Both PAP and LTP produce a set of active token indices T_active for a given layer, and the residual connection passes the untouched tokens unchanged, as formalized in Equation 2.
To avoid the “all‑or‑nothing” problem of applying a fixed budget across the entire network, SPTS incorporates Multi‑Stage Delayed Pruning (MSDP). The model is divided into several stages; within each stage the candidate token set remains fixed, and pruning is only performed at stage boundaries. Early stages retain a generous token budget to preserve rich contextual information, while later stages progressively shrink the budget, thereby reducing redundancy and preventing the same low‑importance tokens from being evaluated repeatedly. Empirical Jaccard similarity analysis shows that MSDP dramatically lowers overlap between successive token selections, confirming reduced redundancy.

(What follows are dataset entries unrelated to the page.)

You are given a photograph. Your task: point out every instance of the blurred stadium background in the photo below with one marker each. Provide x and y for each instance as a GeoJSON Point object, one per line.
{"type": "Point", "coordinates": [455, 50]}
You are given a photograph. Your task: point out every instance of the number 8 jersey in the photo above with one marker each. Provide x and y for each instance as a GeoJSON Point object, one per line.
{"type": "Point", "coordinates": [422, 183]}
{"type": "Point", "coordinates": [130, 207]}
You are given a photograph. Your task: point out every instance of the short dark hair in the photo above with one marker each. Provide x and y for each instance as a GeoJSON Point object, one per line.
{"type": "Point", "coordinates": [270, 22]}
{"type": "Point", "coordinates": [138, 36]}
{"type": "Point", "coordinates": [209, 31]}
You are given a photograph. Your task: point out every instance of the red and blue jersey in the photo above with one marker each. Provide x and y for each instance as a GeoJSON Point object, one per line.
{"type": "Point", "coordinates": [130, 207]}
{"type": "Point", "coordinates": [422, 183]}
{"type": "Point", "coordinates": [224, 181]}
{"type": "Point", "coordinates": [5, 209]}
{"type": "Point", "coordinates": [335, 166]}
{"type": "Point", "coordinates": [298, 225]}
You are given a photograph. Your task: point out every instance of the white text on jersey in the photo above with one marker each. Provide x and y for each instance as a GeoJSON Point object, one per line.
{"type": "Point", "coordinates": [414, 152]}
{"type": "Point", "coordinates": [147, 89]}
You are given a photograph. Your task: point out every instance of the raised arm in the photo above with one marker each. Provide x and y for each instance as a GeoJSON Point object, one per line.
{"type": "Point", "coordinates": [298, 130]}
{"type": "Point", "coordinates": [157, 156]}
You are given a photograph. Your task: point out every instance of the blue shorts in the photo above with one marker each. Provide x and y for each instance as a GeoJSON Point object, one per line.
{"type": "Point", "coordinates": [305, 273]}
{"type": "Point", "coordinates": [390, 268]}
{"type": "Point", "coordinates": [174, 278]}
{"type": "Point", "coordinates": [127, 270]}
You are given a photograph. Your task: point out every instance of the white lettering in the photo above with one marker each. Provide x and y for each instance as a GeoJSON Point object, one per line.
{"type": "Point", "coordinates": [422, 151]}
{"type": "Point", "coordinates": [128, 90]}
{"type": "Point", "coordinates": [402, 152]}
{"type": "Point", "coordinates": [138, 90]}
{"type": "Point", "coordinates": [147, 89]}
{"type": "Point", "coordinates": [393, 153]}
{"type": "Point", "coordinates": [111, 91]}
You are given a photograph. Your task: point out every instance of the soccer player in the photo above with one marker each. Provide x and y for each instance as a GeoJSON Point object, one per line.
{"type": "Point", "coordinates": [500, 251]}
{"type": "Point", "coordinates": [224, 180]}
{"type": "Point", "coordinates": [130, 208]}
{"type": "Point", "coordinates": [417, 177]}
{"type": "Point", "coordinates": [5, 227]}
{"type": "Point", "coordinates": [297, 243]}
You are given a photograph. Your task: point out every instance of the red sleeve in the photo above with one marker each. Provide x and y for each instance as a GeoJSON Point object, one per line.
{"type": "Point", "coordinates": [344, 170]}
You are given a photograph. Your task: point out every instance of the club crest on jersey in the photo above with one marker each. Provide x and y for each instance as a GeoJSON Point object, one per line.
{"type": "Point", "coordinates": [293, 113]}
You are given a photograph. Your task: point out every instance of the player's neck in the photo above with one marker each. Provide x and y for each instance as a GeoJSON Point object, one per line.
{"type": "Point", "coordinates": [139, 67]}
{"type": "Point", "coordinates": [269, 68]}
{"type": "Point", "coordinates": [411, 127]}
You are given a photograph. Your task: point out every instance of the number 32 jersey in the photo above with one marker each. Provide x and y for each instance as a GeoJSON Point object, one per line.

The authors evaluate SPTS on LLaMA‑3.1‑8B‑Instruct and a suite of long‑context benchmarks (LongBench, multi‑document QA, few‑shot learning, code completion). Results demonstrate up to 2.46× speedup in the pre‑fill phase and 2.29× speedup in end‑to‑end generation, with less than 0.2 % absolute drop in benchmark accuracy. Compared against strong baselines such as FlashAttention, sparse‑attention methods, and recent token‑pruning/skipping approaches, SPTS consistently offers a better speed‑accuracy trade‑off while also reducing KV‑cache memory usage thanks to selective caching.
In summary, the paper’s contributions are threefold: (1) a novel, training‑free token‑skipping framework (SPTS) that works for both MHA and FFN; (2) two self‑predictive selection mechanisms—Partial Attention Probing and Low‑rank Transformation Probing—that leverage lightweight probes to estimate token importance in the target layer; (3) a Multi‑Stage Delayed Pruning strategy that dynamically reallocates token budgets across layers to suppress redundancy. Together these innovations provide a practical path toward efficient long‑context inference without sacrificing model performance, and open avenues for future work on adaptive budget allocation and hardware‑aware integration.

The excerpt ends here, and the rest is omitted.